J'aimerais bien être tueur de créatifs.
Ce n'est pas sérieux. C'est un rêve
d'enfance.
Le soleil envahit ma chambre qui
est une plate-forme incandescente.
Mes yeux, remplis de lumière, comblés,
sont clairement sprayés d'or. Autour, les pins, en forêt, ont des troncs
qui dansent comme des serpents ivres. Ma chambre est un miroir plaqué
sur le ciel, et mon grand lit brille dans ses draps jaunes.
Je prends mon courage à deux mains,
et je vous l'avoue d'un coup. Je ne me fais pas lécher les couilles par
n'importe qui. Je suis plutôt fier. C'est un peu privé. Ça pourrait être
mal pris, mais je n'ai pas honte.

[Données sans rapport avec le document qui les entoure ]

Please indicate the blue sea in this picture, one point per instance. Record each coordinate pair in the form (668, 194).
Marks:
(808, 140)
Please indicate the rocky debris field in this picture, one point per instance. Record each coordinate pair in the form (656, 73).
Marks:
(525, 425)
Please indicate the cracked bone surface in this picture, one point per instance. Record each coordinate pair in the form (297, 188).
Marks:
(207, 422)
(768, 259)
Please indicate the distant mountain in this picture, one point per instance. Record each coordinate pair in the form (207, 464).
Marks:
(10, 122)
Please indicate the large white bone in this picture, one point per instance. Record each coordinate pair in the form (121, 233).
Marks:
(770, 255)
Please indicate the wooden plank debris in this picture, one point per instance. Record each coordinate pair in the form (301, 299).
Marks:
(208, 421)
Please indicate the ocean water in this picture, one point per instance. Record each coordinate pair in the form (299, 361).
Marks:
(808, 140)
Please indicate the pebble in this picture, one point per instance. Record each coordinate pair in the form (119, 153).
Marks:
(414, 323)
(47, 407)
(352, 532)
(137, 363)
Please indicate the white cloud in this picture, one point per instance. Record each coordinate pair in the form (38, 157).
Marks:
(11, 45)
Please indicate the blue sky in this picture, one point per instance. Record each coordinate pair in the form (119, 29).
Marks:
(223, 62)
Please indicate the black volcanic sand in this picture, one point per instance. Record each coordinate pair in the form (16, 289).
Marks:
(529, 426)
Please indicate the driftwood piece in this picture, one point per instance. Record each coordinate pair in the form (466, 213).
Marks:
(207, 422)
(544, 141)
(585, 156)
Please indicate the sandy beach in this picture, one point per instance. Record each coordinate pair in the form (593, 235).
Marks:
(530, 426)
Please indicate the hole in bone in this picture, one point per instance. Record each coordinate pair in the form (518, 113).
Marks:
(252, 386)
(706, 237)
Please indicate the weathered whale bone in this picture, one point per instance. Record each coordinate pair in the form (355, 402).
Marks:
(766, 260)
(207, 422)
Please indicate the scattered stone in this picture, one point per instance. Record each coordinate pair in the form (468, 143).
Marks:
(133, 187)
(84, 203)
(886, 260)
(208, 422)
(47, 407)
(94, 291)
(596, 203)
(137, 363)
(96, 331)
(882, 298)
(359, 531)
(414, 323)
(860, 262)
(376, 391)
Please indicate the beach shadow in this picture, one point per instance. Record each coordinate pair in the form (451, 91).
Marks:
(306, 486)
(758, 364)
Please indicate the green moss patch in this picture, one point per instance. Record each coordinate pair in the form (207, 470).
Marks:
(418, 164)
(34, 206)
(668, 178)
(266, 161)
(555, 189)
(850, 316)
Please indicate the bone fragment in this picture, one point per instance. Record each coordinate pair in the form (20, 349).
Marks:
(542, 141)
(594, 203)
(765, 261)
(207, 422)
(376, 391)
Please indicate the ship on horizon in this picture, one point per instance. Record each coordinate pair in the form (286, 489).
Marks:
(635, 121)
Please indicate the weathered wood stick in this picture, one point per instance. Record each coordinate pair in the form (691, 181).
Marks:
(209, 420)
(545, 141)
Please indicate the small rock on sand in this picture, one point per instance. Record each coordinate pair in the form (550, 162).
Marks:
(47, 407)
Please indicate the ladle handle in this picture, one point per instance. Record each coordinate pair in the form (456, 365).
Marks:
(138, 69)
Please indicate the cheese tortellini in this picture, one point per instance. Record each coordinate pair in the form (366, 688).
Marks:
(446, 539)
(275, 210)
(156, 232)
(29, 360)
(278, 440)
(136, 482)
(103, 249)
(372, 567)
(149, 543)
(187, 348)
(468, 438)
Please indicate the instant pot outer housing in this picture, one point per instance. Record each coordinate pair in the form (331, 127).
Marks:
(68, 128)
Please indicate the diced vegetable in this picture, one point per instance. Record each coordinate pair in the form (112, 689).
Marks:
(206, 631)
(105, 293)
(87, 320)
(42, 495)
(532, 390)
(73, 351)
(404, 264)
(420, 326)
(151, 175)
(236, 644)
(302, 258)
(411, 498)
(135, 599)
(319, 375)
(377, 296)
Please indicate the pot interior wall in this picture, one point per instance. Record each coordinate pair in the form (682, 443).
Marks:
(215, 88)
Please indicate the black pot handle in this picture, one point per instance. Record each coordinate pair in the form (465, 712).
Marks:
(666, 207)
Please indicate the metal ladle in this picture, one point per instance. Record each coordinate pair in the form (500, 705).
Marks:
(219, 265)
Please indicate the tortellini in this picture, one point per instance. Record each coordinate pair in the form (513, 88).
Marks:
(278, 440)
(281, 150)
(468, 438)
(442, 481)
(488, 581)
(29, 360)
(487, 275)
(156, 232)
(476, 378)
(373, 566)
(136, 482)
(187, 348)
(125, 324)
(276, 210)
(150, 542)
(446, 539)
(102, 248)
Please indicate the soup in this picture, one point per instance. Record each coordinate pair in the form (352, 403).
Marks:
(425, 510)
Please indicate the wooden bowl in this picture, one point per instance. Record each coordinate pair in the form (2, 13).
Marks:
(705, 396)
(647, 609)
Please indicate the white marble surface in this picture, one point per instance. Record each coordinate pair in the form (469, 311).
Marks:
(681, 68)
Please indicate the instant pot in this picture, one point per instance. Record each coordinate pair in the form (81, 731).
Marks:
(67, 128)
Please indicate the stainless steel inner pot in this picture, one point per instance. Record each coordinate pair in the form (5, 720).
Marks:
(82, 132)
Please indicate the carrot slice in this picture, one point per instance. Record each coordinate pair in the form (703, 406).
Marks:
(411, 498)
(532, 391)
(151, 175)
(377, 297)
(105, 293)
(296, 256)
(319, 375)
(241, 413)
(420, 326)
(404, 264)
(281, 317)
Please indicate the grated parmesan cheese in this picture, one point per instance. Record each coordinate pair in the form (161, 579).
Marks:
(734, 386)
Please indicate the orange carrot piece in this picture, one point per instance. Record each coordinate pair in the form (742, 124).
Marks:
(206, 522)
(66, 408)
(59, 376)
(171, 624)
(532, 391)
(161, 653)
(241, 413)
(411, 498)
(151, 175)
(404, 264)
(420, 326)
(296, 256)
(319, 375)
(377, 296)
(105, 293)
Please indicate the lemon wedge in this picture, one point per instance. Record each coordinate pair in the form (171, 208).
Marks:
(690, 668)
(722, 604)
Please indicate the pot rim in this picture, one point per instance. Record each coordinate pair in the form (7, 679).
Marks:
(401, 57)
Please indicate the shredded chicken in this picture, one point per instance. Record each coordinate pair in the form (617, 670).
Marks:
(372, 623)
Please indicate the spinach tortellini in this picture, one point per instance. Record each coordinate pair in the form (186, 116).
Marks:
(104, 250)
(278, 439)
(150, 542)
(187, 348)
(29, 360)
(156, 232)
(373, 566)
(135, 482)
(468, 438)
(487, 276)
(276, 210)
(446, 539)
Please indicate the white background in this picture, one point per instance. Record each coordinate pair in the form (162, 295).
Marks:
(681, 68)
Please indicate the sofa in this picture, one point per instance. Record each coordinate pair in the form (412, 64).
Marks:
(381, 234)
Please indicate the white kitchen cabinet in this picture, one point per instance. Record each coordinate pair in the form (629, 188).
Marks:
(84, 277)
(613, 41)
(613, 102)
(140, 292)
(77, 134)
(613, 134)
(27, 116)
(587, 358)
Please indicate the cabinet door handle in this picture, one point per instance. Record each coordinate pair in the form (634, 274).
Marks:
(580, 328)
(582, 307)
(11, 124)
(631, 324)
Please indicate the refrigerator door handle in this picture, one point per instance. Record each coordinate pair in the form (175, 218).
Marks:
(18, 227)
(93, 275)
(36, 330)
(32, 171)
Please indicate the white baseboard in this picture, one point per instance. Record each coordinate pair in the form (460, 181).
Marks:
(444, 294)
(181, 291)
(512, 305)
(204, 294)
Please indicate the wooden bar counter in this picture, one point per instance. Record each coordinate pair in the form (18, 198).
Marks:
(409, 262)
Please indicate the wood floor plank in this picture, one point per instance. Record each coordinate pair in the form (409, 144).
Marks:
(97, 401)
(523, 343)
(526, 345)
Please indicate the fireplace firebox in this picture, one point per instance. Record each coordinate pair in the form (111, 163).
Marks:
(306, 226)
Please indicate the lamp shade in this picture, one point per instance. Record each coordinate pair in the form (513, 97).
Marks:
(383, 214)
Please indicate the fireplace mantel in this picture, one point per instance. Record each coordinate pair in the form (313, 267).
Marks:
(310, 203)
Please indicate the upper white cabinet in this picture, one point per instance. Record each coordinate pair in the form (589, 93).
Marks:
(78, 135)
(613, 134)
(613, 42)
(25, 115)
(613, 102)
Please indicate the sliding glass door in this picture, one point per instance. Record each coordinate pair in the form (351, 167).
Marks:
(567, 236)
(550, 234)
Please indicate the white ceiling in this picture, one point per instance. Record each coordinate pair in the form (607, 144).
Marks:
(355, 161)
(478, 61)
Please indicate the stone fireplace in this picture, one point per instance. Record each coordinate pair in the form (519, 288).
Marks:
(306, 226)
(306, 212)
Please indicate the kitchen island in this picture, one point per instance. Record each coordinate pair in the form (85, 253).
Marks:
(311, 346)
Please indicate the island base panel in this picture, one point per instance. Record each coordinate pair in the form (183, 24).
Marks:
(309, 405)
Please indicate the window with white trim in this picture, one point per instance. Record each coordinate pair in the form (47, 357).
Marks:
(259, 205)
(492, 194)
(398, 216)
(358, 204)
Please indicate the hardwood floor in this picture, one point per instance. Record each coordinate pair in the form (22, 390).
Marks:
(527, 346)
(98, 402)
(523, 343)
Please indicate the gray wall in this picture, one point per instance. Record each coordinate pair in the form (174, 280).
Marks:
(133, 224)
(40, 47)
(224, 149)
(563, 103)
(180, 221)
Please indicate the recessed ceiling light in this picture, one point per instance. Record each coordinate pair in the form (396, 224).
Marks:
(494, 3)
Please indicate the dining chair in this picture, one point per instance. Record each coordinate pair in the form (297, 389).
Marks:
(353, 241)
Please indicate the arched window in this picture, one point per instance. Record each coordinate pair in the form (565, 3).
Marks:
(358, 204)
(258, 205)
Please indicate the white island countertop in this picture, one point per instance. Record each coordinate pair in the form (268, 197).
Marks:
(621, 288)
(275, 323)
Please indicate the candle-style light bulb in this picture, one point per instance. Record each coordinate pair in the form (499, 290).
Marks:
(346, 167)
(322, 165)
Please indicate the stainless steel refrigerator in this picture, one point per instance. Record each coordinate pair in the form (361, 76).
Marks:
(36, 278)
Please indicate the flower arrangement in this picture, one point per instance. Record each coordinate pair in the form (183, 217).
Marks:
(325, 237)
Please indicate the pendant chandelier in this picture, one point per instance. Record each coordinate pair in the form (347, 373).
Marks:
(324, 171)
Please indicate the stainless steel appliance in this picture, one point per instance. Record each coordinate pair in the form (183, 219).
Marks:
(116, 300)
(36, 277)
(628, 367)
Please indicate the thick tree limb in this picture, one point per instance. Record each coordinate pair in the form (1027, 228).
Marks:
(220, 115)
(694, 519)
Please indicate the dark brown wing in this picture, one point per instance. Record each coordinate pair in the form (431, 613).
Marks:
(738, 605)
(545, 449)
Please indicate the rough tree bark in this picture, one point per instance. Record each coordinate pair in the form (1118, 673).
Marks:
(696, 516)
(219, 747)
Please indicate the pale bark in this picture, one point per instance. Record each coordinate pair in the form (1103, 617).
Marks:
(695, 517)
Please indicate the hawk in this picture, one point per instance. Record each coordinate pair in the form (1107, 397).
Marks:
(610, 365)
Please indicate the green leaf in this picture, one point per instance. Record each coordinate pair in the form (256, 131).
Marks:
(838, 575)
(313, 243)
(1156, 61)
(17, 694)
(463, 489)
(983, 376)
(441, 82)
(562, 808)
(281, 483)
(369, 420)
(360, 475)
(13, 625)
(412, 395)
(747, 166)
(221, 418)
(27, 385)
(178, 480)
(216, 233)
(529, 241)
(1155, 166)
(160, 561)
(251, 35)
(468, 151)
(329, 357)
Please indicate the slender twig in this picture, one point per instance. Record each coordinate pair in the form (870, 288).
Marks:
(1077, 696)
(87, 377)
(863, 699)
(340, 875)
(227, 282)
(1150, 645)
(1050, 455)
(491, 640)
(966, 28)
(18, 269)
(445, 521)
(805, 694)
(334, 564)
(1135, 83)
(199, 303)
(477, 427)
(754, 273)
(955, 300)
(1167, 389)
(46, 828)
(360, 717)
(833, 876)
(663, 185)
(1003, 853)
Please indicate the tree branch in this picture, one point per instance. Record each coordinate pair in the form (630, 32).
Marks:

Je sors avec Miss Liban depuis six mois.
Martienne ou pas, nous nous aimons.
Ne soyez pas choqués, mais tous les
dimanches après-midi, cinq de mes amis viennent pour un gang-bang. Elle
se débat entre nos six bites. Elle ne sait plus ou donner de la tête,
elle adore ça. Elle branle, elle suce, elle se dépasse. Cette femme va
jusqu'au bout d'elle-même, c'est pour ça que je l'aime.